Without those fields, oLLM would risk claiming tiered wins while hiding where the bytes and latency actually moved.

Failure, recovery, and fallback

The ADR makes these rules explicit:

  • page blobs are immutable once published
  • root/page-table manifests are versioned
  • cache identity must include model, backend, encoding, page size, and schema
  • partial writes must never become authoritative
  • invalid manifests or missing page blobs invalidate the persistent cache root
  • multi-process access requires explicit coordination; it is not implied
  • unsupported backends fall back to non-tiered strategies rather than pretending to run tiered mode

Recommended persistent write rule:

  1. write page blob
  2. fsync/replace durable temp path
  3. update page table
  4. update root manifest last

Phase 1

Make fixed-token pages the authoritative persisted layout for one existing full-history strategy.

Recommended first slice:

  • extend paged into the canonical persisted page-table format
  • keep runtime behavior otherwise single-tier
  • add tier-capable metadata fields without claiming tiering yet

Phase 2

Add a CPU warm-page tier above the authoritative SSD layout.

Goals:

  • avoid repeated SSD reads
  • measure promotion and page-fault behavior
  • keep accelerator behavior unchanged if page-aware attention is not ready

Phase 3

Add page-aware accelerator staging for one optimized-native family and one device class.
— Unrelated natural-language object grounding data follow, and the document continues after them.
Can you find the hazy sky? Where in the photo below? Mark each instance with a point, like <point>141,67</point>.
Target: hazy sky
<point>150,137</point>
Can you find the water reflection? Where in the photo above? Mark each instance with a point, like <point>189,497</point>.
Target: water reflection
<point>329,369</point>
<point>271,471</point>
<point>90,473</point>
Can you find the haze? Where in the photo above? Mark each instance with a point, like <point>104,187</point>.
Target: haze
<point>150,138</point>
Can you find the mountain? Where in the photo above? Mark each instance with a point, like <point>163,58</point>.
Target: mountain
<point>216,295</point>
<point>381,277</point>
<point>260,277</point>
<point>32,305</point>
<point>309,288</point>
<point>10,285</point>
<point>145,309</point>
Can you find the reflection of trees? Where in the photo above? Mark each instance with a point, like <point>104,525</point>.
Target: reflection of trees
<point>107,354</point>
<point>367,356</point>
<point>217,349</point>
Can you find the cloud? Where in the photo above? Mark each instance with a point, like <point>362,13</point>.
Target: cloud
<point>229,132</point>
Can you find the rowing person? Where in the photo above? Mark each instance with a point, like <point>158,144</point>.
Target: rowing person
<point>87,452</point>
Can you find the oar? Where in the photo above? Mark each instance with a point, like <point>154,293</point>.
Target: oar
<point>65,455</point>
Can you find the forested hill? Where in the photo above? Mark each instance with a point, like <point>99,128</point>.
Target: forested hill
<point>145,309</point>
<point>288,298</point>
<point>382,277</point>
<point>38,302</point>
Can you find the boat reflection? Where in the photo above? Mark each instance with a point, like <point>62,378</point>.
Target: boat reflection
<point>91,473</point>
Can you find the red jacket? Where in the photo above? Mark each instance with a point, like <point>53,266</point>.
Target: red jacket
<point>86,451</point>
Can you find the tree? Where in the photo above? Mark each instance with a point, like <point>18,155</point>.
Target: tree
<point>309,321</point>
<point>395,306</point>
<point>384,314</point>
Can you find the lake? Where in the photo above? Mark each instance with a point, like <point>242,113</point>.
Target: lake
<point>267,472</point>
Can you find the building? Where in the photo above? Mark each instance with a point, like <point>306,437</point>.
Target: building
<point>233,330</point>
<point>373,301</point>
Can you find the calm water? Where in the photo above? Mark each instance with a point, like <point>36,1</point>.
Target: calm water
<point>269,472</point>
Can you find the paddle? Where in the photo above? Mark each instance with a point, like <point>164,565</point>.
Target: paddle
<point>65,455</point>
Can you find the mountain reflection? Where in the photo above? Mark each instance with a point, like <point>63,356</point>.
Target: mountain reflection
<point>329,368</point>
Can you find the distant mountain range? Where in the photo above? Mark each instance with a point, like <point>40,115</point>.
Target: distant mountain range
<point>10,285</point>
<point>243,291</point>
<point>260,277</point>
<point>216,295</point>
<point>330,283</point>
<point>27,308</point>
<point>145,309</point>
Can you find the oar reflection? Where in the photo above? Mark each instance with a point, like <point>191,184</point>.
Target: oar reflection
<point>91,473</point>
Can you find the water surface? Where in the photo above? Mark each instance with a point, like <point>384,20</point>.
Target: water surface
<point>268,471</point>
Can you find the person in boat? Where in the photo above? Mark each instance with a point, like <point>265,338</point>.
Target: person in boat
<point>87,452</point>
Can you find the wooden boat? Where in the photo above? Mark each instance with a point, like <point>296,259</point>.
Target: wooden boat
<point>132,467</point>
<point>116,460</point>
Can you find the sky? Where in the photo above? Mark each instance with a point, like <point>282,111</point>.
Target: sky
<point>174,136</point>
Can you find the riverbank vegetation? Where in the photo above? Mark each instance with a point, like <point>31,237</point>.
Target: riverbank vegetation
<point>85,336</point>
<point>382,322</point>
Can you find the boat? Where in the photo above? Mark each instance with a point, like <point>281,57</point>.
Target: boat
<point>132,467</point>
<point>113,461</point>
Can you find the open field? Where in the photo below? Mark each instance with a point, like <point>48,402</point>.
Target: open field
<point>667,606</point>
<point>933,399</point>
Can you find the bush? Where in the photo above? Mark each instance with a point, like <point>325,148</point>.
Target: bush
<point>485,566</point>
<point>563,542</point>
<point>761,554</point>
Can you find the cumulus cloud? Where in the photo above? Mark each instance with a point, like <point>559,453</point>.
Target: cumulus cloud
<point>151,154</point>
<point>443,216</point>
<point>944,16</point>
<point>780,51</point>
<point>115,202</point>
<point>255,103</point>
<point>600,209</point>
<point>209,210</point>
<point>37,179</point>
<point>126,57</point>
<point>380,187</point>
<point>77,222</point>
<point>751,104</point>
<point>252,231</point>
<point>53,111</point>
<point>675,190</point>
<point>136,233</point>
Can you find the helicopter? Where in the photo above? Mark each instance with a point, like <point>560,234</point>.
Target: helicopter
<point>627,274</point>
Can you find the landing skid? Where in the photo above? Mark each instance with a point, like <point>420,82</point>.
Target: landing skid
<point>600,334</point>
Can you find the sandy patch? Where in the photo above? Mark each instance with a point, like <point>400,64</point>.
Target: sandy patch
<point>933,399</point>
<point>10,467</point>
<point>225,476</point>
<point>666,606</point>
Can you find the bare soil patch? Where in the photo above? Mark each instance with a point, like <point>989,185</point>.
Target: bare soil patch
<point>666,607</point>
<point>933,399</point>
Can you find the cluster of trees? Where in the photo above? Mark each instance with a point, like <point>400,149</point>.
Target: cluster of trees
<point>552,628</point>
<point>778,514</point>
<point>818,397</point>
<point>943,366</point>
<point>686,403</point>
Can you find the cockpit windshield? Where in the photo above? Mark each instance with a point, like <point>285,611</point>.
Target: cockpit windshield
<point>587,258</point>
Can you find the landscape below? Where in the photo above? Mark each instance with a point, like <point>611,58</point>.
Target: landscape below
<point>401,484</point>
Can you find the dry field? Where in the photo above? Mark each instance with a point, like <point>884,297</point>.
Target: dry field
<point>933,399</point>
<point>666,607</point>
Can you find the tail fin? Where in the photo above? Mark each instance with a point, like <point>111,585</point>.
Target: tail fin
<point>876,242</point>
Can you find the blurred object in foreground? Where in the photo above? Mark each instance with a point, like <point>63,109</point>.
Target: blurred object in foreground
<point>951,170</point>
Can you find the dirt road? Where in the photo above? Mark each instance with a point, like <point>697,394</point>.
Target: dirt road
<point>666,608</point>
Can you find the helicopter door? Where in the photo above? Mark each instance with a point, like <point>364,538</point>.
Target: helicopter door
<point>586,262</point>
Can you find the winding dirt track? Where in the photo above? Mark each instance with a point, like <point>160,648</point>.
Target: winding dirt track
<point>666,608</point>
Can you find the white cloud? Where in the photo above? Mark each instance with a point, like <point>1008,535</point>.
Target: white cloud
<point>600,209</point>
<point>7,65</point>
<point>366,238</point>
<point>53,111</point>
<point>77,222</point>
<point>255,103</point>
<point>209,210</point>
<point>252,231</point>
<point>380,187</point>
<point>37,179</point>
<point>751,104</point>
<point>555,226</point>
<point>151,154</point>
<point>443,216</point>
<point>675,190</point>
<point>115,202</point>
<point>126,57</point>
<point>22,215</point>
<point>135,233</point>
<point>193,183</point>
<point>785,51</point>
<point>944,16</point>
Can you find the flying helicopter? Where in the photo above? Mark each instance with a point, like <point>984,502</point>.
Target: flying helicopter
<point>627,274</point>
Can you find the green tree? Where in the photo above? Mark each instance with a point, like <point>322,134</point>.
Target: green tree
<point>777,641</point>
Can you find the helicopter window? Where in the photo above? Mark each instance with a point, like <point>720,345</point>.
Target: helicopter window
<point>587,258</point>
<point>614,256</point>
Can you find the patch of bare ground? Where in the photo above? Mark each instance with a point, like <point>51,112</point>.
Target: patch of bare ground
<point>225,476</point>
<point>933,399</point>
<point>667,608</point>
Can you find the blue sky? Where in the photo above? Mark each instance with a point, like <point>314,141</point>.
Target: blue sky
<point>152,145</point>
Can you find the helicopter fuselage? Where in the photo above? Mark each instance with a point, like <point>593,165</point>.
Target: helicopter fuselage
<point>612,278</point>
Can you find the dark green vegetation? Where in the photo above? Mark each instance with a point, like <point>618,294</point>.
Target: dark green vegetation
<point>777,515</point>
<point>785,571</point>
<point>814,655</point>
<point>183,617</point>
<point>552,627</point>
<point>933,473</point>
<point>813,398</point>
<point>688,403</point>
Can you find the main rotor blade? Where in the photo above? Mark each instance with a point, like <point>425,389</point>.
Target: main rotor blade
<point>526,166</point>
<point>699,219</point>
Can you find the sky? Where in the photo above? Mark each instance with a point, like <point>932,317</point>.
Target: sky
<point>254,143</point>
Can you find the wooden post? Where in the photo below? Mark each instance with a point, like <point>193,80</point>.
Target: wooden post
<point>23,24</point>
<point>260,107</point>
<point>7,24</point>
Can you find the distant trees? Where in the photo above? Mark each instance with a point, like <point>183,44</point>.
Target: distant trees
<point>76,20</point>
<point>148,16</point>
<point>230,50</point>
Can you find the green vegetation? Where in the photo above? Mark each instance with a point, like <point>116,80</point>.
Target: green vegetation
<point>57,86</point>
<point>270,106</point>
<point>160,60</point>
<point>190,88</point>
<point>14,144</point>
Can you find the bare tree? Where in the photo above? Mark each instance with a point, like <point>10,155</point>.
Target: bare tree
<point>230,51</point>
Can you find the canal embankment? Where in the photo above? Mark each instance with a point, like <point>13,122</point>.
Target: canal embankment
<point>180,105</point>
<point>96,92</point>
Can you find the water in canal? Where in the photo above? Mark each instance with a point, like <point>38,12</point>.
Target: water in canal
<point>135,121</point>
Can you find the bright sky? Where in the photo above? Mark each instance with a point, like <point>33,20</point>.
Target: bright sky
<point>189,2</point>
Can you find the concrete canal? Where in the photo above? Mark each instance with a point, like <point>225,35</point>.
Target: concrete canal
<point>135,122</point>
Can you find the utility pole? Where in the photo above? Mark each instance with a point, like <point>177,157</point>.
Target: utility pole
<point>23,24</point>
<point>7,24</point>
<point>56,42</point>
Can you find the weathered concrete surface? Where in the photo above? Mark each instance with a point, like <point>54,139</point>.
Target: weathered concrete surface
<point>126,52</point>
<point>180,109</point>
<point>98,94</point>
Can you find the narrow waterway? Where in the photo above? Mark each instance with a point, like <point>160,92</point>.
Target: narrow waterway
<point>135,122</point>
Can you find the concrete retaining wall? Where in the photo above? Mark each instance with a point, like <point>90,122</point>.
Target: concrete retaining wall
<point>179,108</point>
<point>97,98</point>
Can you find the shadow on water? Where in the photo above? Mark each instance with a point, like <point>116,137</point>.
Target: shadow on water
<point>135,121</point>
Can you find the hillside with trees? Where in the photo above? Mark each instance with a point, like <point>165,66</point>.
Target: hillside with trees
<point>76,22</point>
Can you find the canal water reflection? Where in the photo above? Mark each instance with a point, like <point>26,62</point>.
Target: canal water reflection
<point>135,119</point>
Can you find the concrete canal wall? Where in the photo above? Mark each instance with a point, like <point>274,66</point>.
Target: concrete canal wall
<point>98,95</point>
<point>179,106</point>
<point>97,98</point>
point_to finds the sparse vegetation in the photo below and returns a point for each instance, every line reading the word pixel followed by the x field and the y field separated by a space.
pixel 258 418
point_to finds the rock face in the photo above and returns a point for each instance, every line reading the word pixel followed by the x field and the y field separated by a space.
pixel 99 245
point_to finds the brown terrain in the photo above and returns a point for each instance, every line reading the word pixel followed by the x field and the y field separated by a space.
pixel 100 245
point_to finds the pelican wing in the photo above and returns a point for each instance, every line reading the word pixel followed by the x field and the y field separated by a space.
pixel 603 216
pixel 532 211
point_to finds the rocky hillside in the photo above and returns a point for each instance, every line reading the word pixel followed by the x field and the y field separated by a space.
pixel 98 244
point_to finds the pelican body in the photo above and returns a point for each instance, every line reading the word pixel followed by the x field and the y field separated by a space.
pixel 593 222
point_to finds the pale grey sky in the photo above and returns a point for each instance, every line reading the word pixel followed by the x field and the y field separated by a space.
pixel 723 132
Only this phase should start making real GPU/CPU/SSD tiering claims.

Phase 4

Compose quantized cold pages with the authoritative SSD store and benchmark the quality/capacity tradeoff on top of the tiered layout.

Phase 5

Integrate selector policy and observe-only tier recommendations based on page faults, promotion pressure, CPU residency pressure, and accelerator working-set fit.

Recommendation

Proceed with the future tiered KV architecture, but do it as a paged, page-aware, benchmark-truthful design.

Do not describe it as current tiered-write-back generalized and do not claim real GPU/CPU/SSD scaling before page-aware execution exists.